À l’honneur donc l’École Estienne qui maintient depuis des années, contre vents et marées, l’enseignement des métiers, traditions et nouvelles techniques de la belle estampe. Un enseignement assis sur une solide formation artistique et générale, au service du livre et de l’édition d’art. Elle a été ici présente au travers des estampes de deux anciens de l’école : André Bongibault avec ses grandes compositions magistrales et Sébastien James avec ses allégories truculentes comme « Le chevalier à la brosse au carré », de l’actuelle professeure de gravure, Caroline Bouyer avec de grands formats de ses paysages industriels et urbains et de cinq élèves qui effectuent leur stage de perfectionnement à l’atelier de Chaville. Parmi eux on a pu remarquer le dynamisme des corps dansants d’Ulysse Devillers ou le bestiaire fantastique de Cyril Boivin.

L’alcôve d’Ulysse Devillers (Cl. C. Bureau)
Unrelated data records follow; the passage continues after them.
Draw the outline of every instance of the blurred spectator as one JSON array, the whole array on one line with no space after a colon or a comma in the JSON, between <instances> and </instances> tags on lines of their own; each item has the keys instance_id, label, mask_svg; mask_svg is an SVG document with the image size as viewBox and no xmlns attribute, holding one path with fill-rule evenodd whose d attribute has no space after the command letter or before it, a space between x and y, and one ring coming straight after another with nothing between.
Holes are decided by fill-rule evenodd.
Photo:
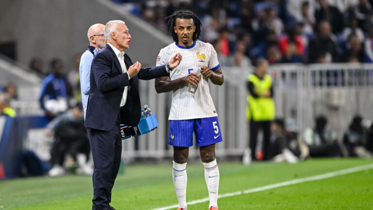
<instances>
[{"instance_id":1,"label":"blurred spectator","mask_svg":"<svg viewBox=\"0 0 373 210\"><path fill-rule=\"evenodd\" d=\"M288 48L289 43L291 42L295 45L295 50L299 55L303 55L305 52L305 46L304 42L306 41L301 36L300 31L301 26L299 24L296 24L288 30L288 35L284 35L279 39L278 44L280 46L280 50L281 53L284 55L288 51Z\"/></svg>"},{"instance_id":2,"label":"blurred spectator","mask_svg":"<svg viewBox=\"0 0 373 210\"><path fill-rule=\"evenodd\" d=\"M315 12L316 24L327 21L333 26L334 33L340 32L343 29L343 16L339 10L328 4L326 0L318 0L320 8Z\"/></svg>"},{"instance_id":3,"label":"blurred spectator","mask_svg":"<svg viewBox=\"0 0 373 210\"><path fill-rule=\"evenodd\" d=\"M231 52L230 45L232 44L228 39L229 36L229 31L228 28L222 28L220 30L219 33L219 44L220 45L220 51L218 53L221 53L225 56L229 56Z\"/></svg>"},{"instance_id":4,"label":"blurred spectator","mask_svg":"<svg viewBox=\"0 0 373 210\"><path fill-rule=\"evenodd\" d=\"M220 51L221 45L218 40L213 41L211 44L217 52ZM220 52L218 52L218 59L219 59L219 63L221 65L226 66L229 65L229 57Z\"/></svg>"},{"instance_id":5,"label":"blurred spectator","mask_svg":"<svg viewBox=\"0 0 373 210\"><path fill-rule=\"evenodd\" d=\"M293 22L305 21L305 17L312 20L315 23L315 1L313 0L288 0L286 1L287 11Z\"/></svg>"},{"instance_id":6,"label":"blurred spectator","mask_svg":"<svg viewBox=\"0 0 373 210\"><path fill-rule=\"evenodd\" d=\"M365 147L366 134L361 124L362 120L360 116L354 117L343 136L343 144L351 157L372 157L372 153Z\"/></svg>"},{"instance_id":7,"label":"blurred spectator","mask_svg":"<svg viewBox=\"0 0 373 210\"><path fill-rule=\"evenodd\" d=\"M253 38L254 41L257 43L265 40L266 34L269 31L266 25L268 18L268 14L265 10L260 9L257 12L256 16L252 21L251 30Z\"/></svg>"},{"instance_id":8,"label":"blurred spectator","mask_svg":"<svg viewBox=\"0 0 373 210\"><path fill-rule=\"evenodd\" d=\"M127 7L135 15L140 15L147 22L165 31L167 31L165 16L178 10L194 11L203 20L201 39L219 45L220 50L217 51L220 56L225 56L226 60L229 56L234 56L235 54L234 48L237 44L236 42L242 40L240 34L245 34L252 41L246 45L245 53L251 59L267 58L272 63L295 62L294 59L289 59L288 54L285 56L287 58L281 59L277 53L277 48L274 46L279 37L280 40L285 37L287 46L289 37L295 35L298 55L303 62L354 61L356 56L349 56L351 59L345 56L345 50L349 49L345 48L344 44L346 42L348 44L348 37L355 34L361 40L361 30L359 28L362 30L363 33L373 28L373 13L371 3L367 0L162 0L130 2L127 4L133 5ZM349 23L352 27L345 28L347 16L356 17L358 27L355 28L356 20L352 20ZM333 42L326 37L320 37L322 36L318 29L325 28L320 26L324 25L324 21L329 23L328 30L330 32L327 36ZM284 31L284 28L293 27L295 28L295 33L292 33L292 30ZM317 29L319 32L314 37ZM342 30L343 32L341 33ZM338 35L338 46L335 34ZM313 42L308 41L313 38ZM215 43L217 40L220 43ZM282 55L289 53L287 47L283 48L281 45L283 43L279 42ZM316 47L315 44L317 44ZM357 59L361 60L359 56ZM298 58L295 60L297 60ZM221 64L222 65L224 63ZM228 65L229 63L231 62L225 62Z\"/></svg>"},{"instance_id":9,"label":"blurred spectator","mask_svg":"<svg viewBox=\"0 0 373 210\"><path fill-rule=\"evenodd\" d=\"M298 158L288 148L288 139L284 120L275 119L271 125L269 157L275 162L283 161L294 163Z\"/></svg>"},{"instance_id":10,"label":"blurred spectator","mask_svg":"<svg viewBox=\"0 0 373 210\"><path fill-rule=\"evenodd\" d=\"M274 32L278 37L284 31L284 23L282 20L277 16L277 11L275 8L270 7L266 10L267 13L267 27Z\"/></svg>"},{"instance_id":11,"label":"blurred spectator","mask_svg":"<svg viewBox=\"0 0 373 210\"><path fill-rule=\"evenodd\" d=\"M350 42L346 45L346 49L344 51L343 62L349 62L355 59L359 62L364 62L365 56L363 50L363 44L360 42L357 36L353 36Z\"/></svg>"},{"instance_id":12,"label":"blurred spectator","mask_svg":"<svg viewBox=\"0 0 373 210\"><path fill-rule=\"evenodd\" d=\"M35 57L30 61L29 67L35 72L40 75L45 75L45 72L43 70L43 62L41 59L37 57Z\"/></svg>"},{"instance_id":13,"label":"blurred spectator","mask_svg":"<svg viewBox=\"0 0 373 210\"><path fill-rule=\"evenodd\" d=\"M71 109L55 118L47 125L46 134L54 137L50 161L53 167L49 171L50 176L65 174L66 169L63 166L68 155L77 164L77 173L92 174L92 166L87 163L90 146L84 127L83 110L82 103L78 102ZM81 154L83 155L80 155Z\"/></svg>"},{"instance_id":14,"label":"blurred spectator","mask_svg":"<svg viewBox=\"0 0 373 210\"><path fill-rule=\"evenodd\" d=\"M0 115L16 116L16 111L10 107L10 103L17 97L17 86L12 82L8 83L3 92L0 93Z\"/></svg>"},{"instance_id":15,"label":"blurred spectator","mask_svg":"<svg viewBox=\"0 0 373 210\"><path fill-rule=\"evenodd\" d=\"M68 81L71 87L73 98L76 101L82 101L79 78L79 64L81 54L76 54L73 57L73 67L68 74Z\"/></svg>"},{"instance_id":16,"label":"blurred spectator","mask_svg":"<svg viewBox=\"0 0 373 210\"><path fill-rule=\"evenodd\" d=\"M281 62L281 53L278 46L276 44L271 44L267 47L267 55L266 57L268 59L270 64L277 64Z\"/></svg>"},{"instance_id":17,"label":"blurred spectator","mask_svg":"<svg viewBox=\"0 0 373 210\"><path fill-rule=\"evenodd\" d=\"M303 62L303 59L297 49L296 43L292 41L289 41L286 52L285 55L282 56L281 63L297 63Z\"/></svg>"},{"instance_id":18,"label":"blurred spectator","mask_svg":"<svg viewBox=\"0 0 373 210\"><path fill-rule=\"evenodd\" d=\"M367 131L367 149L373 153L373 123L368 128Z\"/></svg>"},{"instance_id":19,"label":"blurred spectator","mask_svg":"<svg viewBox=\"0 0 373 210\"><path fill-rule=\"evenodd\" d=\"M369 30L368 35L364 42L365 62L373 63L373 28Z\"/></svg>"},{"instance_id":20,"label":"blurred spectator","mask_svg":"<svg viewBox=\"0 0 373 210\"><path fill-rule=\"evenodd\" d=\"M267 56L267 48L271 46L278 45L276 34L272 31L269 31L265 33L264 41L257 44L257 46L250 50L250 56L253 58L265 58Z\"/></svg>"},{"instance_id":21,"label":"blurred spectator","mask_svg":"<svg viewBox=\"0 0 373 210\"><path fill-rule=\"evenodd\" d=\"M71 88L64 75L64 65L59 59L51 61L51 73L43 81L39 97L40 107L50 119L68 108Z\"/></svg>"},{"instance_id":22,"label":"blurred spectator","mask_svg":"<svg viewBox=\"0 0 373 210\"><path fill-rule=\"evenodd\" d=\"M336 62L336 38L332 33L330 24L328 22L322 21L319 25L319 34L309 42L308 61L316 63L319 60L320 55L325 54L326 63Z\"/></svg>"},{"instance_id":23,"label":"blurred spectator","mask_svg":"<svg viewBox=\"0 0 373 210\"><path fill-rule=\"evenodd\" d=\"M313 28L315 27L316 20L313 13L314 8L310 6L309 1L304 1L302 3L301 17L299 22L303 24L303 32L310 37L313 35ZM310 12L312 11L312 12Z\"/></svg>"},{"instance_id":24,"label":"blurred spectator","mask_svg":"<svg viewBox=\"0 0 373 210\"><path fill-rule=\"evenodd\" d=\"M204 41L210 43L218 39L219 38L218 32L220 27L219 19L206 15L202 19L202 29L201 30L202 37Z\"/></svg>"},{"instance_id":25,"label":"blurred spectator","mask_svg":"<svg viewBox=\"0 0 373 210\"><path fill-rule=\"evenodd\" d=\"M8 83L3 92L0 94L0 101L8 104L10 104L12 100L17 100L17 86L13 82Z\"/></svg>"},{"instance_id":26,"label":"blurred spectator","mask_svg":"<svg viewBox=\"0 0 373 210\"><path fill-rule=\"evenodd\" d=\"M359 22L359 26L366 31L370 28L364 27L365 22L372 21L372 8L371 3L368 0L359 0L358 5L354 10L354 15Z\"/></svg>"},{"instance_id":27,"label":"blurred spectator","mask_svg":"<svg viewBox=\"0 0 373 210\"><path fill-rule=\"evenodd\" d=\"M327 128L327 120L317 117L313 128L307 128L303 133L303 141L308 147L309 156L336 157L347 155L337 139L337 134Z\"/></svg>"},{"instance_id":28,"label":"blurred spectator","mask_svg":"<svg viewBox=\"0 0 373 210\"><path fill-rule=\"evenodd\" d=\"M266 60L258 59L255 64L255 73L250 74L248 78L249 95L247 97L246 118L249 121L249 143L252 160L256 160L256 142L259 129L263 130L264 136L264 160L270 158L271 121L274 118L274 102L272 99L272 79L266 73L268 65Z\"/></svg>"},{"instance_id":29,"label":"blurred spectator","mask_svg":"<svg viewBox=\"0 0 373 210\"><path fill-rule=\"evenodd\" d=\"M357 36L360 42L364 41L364 33L363 31L357 26L357 19L354 16L350 17L349 27L343 30L342 37L344 42L348 42L353 36Z\"/></svg>"},{"instance_id":30,"label":"blurred spectator","mask_svg":"<svg viewBox=\"0 0 373 210\"><path fill-rule=\"evenodd\" d=\"M243 41L237 41L235 53L229 58L230 65L231 66L241 67L247 68L251 65L251 61L246 55L245 43Z\"/></svg>"}]
</instances>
L’accrochage des autres exposants, par le nombre important de leurs estampes, permet de flâner d’alcôve en alcôve et de se faire une idée précise du monde de chacun exprimé dans des manières et techniques différentes. Olivier Musseau, sur un sujet rebattu, a proposé une installation para-solaire particulièrement originale pour sa suite égyptienne « Au fil de l’eau » avec un leporello circulaire où l’on chemine dans un cycle éternel de la vie à la mort en éternel retour. Tout en nuances fines de traits et de gris les petits paysages de Jean-Pierre Peyroulou incitent à se remémorer nos promenades champêtres. Les êtres fantastiques, mi-humains mi-végétaux, d’Emma Biraud dansent comme dans un rêve éveillé. Franck Genis restitue par la force graphique de ses traits la puissance du fleuve Amazone qui se poursuit plus apaisée dans ses trois livres d’artistes : « Arbres », « Et la mer dit » et « Fables ». Et bien d’autres merveilles à admirer suivant les affinités de chacun pendant cette onzième biennale de l’« Estampe de Chaville ».